Nagekomen Correspondentie.
Mej. B.M.I.M. te 's H. Het is geenzins mijn bedoeling die persoon ‘belachelijk’ te maken, wèl met nadruk te wijzen op het hoogst-oppervlakkige en daardoor hóógst-gevaarlijke van haar artikeltje. Waar het een zóó ernstige en alles behéérschende levensquestie geldt, kan men dit niet te dikwijls doen. En bovendien heeft elke brief evenveel recht op beantwoording. Dat er over dit ééne zelfde punt dus zoovéél geschreven wordt, bewijst dit alléén te méér, dat iedereen diep doordrongen is van den ernst en de beteekenis dezer door de bewuste dame zoo oppervlakkig behandelde levensquestie.

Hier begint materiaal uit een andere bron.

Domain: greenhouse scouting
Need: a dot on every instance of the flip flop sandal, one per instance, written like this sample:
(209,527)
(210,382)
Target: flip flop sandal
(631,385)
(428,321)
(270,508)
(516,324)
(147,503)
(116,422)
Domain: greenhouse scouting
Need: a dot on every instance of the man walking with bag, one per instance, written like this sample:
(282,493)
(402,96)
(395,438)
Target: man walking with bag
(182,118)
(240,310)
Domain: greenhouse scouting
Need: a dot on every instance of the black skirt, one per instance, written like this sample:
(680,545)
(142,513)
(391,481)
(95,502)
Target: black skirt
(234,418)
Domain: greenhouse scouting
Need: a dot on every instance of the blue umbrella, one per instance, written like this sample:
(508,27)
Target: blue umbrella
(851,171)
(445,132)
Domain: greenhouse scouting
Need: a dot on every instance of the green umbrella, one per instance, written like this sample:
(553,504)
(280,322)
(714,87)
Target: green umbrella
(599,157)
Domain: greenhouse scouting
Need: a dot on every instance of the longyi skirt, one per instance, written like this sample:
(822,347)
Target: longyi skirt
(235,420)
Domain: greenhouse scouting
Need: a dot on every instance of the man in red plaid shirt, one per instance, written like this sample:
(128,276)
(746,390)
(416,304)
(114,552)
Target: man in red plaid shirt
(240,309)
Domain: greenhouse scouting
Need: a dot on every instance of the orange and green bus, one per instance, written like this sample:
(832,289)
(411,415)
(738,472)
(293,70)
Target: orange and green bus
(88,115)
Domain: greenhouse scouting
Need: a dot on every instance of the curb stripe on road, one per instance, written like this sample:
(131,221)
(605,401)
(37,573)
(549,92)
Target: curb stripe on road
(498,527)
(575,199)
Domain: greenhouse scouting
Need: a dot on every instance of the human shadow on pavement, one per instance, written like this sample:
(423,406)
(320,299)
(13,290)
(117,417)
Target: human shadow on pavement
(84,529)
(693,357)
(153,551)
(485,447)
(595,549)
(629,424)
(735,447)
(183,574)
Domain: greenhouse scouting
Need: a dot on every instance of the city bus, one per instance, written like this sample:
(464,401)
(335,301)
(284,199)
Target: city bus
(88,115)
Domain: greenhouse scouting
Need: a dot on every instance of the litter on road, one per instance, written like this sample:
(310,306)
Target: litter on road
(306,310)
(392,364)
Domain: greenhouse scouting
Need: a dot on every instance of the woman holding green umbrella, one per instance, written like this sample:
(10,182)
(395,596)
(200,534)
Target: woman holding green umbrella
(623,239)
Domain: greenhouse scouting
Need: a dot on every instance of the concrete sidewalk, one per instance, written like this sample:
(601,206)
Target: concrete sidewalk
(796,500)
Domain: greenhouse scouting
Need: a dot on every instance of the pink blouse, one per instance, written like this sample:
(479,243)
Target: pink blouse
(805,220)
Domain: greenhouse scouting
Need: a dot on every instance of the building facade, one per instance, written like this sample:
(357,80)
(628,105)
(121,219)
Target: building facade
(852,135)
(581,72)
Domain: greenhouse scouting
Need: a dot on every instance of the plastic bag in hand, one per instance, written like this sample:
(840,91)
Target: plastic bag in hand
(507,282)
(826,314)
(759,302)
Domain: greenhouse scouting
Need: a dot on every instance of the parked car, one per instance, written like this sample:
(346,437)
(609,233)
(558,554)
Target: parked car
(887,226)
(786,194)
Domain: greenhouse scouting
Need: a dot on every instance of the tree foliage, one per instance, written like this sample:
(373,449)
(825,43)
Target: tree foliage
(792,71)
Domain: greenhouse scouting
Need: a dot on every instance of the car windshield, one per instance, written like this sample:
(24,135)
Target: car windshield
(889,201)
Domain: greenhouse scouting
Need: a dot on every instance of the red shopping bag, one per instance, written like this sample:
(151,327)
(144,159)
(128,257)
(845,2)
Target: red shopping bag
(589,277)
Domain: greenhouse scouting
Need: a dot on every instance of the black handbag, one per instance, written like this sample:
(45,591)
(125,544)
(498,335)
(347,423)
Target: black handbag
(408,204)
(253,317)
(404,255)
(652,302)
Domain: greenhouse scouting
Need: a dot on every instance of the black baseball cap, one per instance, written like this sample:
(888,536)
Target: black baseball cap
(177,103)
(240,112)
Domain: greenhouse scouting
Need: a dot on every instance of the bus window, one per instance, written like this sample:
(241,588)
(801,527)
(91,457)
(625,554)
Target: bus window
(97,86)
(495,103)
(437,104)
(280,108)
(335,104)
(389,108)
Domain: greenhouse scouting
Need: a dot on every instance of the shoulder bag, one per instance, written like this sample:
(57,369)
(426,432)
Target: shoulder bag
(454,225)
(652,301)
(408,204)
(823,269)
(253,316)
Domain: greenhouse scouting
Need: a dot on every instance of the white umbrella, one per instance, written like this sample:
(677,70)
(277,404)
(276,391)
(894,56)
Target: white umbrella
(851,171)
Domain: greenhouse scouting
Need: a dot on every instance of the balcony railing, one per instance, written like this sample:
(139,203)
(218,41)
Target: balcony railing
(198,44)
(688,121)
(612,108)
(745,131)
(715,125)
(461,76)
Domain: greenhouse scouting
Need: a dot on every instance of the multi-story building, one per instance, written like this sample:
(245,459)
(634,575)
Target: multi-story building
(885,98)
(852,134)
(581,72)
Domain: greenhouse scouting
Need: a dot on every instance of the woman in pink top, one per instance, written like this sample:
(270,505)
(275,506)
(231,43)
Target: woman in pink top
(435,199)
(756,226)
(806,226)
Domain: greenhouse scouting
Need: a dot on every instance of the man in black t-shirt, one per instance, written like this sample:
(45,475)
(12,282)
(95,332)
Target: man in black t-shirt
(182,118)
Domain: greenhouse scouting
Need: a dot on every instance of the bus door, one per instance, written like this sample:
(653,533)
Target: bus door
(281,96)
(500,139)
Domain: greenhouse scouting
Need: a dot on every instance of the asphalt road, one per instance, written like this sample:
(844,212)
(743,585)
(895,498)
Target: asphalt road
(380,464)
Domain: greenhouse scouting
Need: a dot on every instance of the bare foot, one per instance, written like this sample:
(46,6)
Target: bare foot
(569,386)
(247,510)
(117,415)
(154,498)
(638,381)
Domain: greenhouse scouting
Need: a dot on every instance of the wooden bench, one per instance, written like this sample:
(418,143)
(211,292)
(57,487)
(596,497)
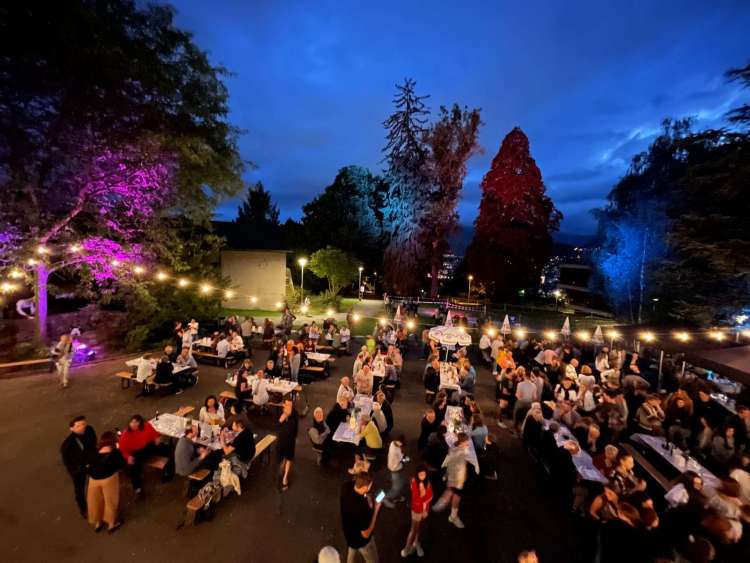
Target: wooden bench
(47,362)
(663,482)
(262,449)
(210,356)
(126,378)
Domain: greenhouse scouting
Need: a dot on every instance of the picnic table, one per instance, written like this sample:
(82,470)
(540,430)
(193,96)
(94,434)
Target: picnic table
(317,357)
(449,377)
(457,413)
(134,363)
(174,426)
(582,460)
(275,385)
(682,461)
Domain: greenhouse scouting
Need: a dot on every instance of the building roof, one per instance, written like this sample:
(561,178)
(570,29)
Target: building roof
(242,236)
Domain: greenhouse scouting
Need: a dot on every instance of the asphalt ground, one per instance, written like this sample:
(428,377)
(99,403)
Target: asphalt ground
(39,520)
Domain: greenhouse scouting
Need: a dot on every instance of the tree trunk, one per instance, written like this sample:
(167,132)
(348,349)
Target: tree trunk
(40,301)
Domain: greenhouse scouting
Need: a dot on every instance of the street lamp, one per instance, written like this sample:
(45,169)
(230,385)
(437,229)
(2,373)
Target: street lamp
(302,263)
(359,285)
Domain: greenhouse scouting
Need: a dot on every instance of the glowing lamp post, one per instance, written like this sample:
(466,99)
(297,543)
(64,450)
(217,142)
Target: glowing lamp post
(302,263)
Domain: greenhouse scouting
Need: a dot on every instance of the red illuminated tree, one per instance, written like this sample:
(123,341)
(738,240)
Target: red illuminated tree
(513,232)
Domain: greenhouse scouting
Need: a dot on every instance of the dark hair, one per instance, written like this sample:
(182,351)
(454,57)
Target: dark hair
(75,419)
(139,419)
(107,439)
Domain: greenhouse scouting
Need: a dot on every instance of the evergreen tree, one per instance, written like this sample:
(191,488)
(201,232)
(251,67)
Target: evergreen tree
(407,202)
(257,208)
(452,141)
(513,232)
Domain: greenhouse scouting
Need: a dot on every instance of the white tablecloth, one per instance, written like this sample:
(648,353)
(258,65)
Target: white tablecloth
(174,426)
(582,460)
(448,377)
(677,458)
(283,386)
(452,435)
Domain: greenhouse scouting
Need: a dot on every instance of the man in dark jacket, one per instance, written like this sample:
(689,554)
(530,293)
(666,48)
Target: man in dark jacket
(76,451)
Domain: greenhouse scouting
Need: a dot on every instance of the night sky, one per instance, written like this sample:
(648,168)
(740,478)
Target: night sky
(589,82)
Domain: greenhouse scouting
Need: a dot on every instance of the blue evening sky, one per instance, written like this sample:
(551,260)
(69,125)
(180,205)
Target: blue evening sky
(589,82)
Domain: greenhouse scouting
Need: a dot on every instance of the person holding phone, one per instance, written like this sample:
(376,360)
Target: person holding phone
(359,513)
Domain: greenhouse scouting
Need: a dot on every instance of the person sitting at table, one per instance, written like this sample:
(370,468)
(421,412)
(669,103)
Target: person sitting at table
(385,407)
(339,413)
(212,411)
(237,410)
(363,380)
(606,461)
(223,346)
(187,457)
(650,416)
(271,370)
(440,406)
(624,479)
(479,432)
(103,489)
(165,375)
(724,446)
(241,450)
(320,435)
(295,360)
(260,391)
(432,376)
(677,418)
(139,442)
(427,426)
(345,390)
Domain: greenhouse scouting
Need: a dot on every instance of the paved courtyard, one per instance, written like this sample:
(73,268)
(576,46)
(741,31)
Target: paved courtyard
(39,520)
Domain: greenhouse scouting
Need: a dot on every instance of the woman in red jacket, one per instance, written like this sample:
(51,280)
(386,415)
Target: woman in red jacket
(421,497)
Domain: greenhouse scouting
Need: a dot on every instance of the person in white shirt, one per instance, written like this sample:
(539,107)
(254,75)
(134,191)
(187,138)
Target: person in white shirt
(346,336)
(345,390)
(396,467)
(260,389)
(485,344)
(223,347)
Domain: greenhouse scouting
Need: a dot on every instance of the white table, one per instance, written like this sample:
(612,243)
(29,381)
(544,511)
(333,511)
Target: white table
(677,458)
(449,377)
(452,435)
(582,460)
(171,425)
(283,386)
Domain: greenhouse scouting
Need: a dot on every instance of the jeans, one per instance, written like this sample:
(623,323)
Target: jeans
(397,484)
(369,552)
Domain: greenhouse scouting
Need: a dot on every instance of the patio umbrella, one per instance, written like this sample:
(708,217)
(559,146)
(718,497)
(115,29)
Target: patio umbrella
(598,337)
(565,330)
(505,329)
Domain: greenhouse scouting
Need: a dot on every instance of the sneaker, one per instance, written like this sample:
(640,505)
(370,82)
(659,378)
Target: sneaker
(456,521)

Indien er hier sprake is geweest van ‘belachelijkheid’ voor haar, dan komt dat, tot mijn leedwezen, alléén door de schuld der dame-zelve; die zichzelve belachelijk maákte, door haar dwaas, oppervlakkig geschrijf over iets waarvan ze, in den aanhef van haar betoog, zegt er-zelve niets van te weten. - Ik herhaal u nogmaals, ik denk er niet aan haar persoon ‘belachelijk’ te maken. Daarvoor vind ik het onderwerp, dat zij belachelijk-dwaas behandelde, véél te droevig-ernstig.
L.B. te E. dank ik hartelijk voor de mooie bloemen.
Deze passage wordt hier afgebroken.